The Federal Housing Administration yesterday announced an extension of its 180-day foreclosure moratorium for FHA-insured homeowners for an additional 60 days due to the extensive damage and continuing needs in Puerto Rico and the U.S. Virgin Islands.

Under Mortgagee Letter 2018-02 (https://www.hud.gov/sites/dfiles/OCHCO/documents/18-02ml.pdf), FHA instructed lenders and servicers to suspend all foreclosure actions against insured borrowers in these Presidentially Declared Major Disaster Areas until May 18.

This is the second moratorium extension ordered this year. Last month, FHA extended its mortgage relief measures to FHA-insured homeowners who live or work in areas impacted by Hurricanes Harvey, Irma and Maria as well as California wildfires and subsequent flooding and mudslides.

Under Mortgagee Letter 2018-02, FHA-insured homeowners may qualify for this relief under the following conditions:

–The household lives within the geographic boundaries of a Presidentially declared disaster area impacted by Hurricane Maria;

–A household member of someone who is deceased, missing or injured directly due to the disaster; or

–The borrower’s ability to make mortgage payments is directly or substantially affected by a disaster.

FHA last week introduced a new option to help struggling borrowers impacted by Hurricane Maria and other 2017 disasters to resume their pre-disaster mortgage payments without payment shock. FHA’s new “Disaster Standalone Partial Claim” covers up to 12-months of missed mortgage payments via an interest-free second loan on the mortgage, payable only when the borrower sells the home or refinances their mortgage. In addition, this new option requires no trial period or balloon payment and allows borrowers to keep their existing low interest rate and loan term as well as their existing monthly mortgage payment. FHA’s expanded loss mitigation will also streamline income documentation and other requirements to expedite relief to homeowners struggling to pay their mortgage while recovering from last year’s disasters.

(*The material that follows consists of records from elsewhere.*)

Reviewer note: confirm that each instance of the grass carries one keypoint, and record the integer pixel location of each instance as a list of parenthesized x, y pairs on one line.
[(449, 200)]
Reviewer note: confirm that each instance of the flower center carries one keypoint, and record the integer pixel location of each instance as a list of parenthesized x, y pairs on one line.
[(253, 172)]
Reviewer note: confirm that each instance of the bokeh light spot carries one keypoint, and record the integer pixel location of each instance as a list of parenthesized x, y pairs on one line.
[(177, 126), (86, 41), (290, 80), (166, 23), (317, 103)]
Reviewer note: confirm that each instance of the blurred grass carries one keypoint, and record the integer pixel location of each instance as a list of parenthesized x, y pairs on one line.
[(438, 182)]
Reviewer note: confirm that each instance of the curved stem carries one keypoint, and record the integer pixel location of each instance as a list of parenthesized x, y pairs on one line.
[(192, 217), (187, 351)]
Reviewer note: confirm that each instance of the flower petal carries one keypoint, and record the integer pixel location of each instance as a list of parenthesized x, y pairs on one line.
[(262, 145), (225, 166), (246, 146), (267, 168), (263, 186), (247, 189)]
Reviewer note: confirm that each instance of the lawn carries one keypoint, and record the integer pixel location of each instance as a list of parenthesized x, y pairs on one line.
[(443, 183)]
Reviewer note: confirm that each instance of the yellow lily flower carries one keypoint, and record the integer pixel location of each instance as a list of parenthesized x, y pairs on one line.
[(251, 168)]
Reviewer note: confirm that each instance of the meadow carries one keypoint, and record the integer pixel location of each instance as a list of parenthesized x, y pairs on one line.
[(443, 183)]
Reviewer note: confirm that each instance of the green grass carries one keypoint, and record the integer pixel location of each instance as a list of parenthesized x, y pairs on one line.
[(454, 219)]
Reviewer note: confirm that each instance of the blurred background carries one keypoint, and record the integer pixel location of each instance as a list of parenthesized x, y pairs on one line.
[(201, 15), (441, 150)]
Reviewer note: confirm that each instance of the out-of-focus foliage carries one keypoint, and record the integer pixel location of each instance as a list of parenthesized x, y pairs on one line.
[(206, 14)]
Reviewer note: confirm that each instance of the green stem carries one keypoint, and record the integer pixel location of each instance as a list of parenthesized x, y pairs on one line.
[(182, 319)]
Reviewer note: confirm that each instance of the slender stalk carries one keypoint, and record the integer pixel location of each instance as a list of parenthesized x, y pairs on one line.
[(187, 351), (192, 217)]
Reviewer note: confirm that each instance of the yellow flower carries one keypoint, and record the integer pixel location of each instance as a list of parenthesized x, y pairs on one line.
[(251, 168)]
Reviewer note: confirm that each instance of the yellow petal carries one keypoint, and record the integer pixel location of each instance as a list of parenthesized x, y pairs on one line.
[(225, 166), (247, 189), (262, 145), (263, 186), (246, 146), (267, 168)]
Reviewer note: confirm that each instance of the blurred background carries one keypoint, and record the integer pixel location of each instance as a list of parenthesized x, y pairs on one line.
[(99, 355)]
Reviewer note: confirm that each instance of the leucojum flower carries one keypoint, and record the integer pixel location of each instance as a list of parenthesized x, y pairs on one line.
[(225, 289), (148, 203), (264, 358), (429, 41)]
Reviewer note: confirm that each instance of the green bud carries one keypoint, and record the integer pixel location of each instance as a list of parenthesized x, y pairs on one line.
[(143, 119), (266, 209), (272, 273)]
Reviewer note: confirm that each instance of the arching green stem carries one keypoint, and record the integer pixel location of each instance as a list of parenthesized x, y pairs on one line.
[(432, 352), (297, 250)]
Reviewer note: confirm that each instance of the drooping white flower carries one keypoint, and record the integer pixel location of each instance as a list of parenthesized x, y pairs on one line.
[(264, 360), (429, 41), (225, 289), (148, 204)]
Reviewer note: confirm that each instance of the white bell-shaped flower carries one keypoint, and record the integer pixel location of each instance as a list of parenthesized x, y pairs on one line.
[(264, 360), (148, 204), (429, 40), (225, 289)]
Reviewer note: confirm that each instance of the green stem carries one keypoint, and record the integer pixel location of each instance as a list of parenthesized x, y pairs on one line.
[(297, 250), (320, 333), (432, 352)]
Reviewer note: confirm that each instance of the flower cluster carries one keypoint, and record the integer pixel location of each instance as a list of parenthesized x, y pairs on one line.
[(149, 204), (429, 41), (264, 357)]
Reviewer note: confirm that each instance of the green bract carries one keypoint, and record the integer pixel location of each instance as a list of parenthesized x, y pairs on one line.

FHA also has several other options to help disaster victims recover, including:

–Offering forbearance and loan modification options. HUD offers different forbearance and loan modification options for FHA borrowers affected by disasters. Borrowers having trouble making regular payments should contact their loan servicer as soon as possible for more information.

–Making mortgage insurance available: HUD’s Section 203(h) program provides FHA insurance to disaster victims who have lost their homes and are facing rebuilding or buying another home. Borrowers from participating FHA-approved lenders are eligible for 100 percent financing, including closing costs.

–Making insurance available for both mortgages and home rehabilitation: HUD’s Section 203(k) loan program enables those who have lost their homes to finance the purchase or refinance of a house along with its repair through a single mortgage. It also allows homeowners who have damaged houses to finance the rehabilitation of their existing single-family home;

–Sharing information with FEMA and states on housing providers that may have available units in the impacted counties: this includes Public Housing Agencies and Multi-Family owners. The Department will also connect FEMA and states to subject matter experts to provide information on HUD programs and providers.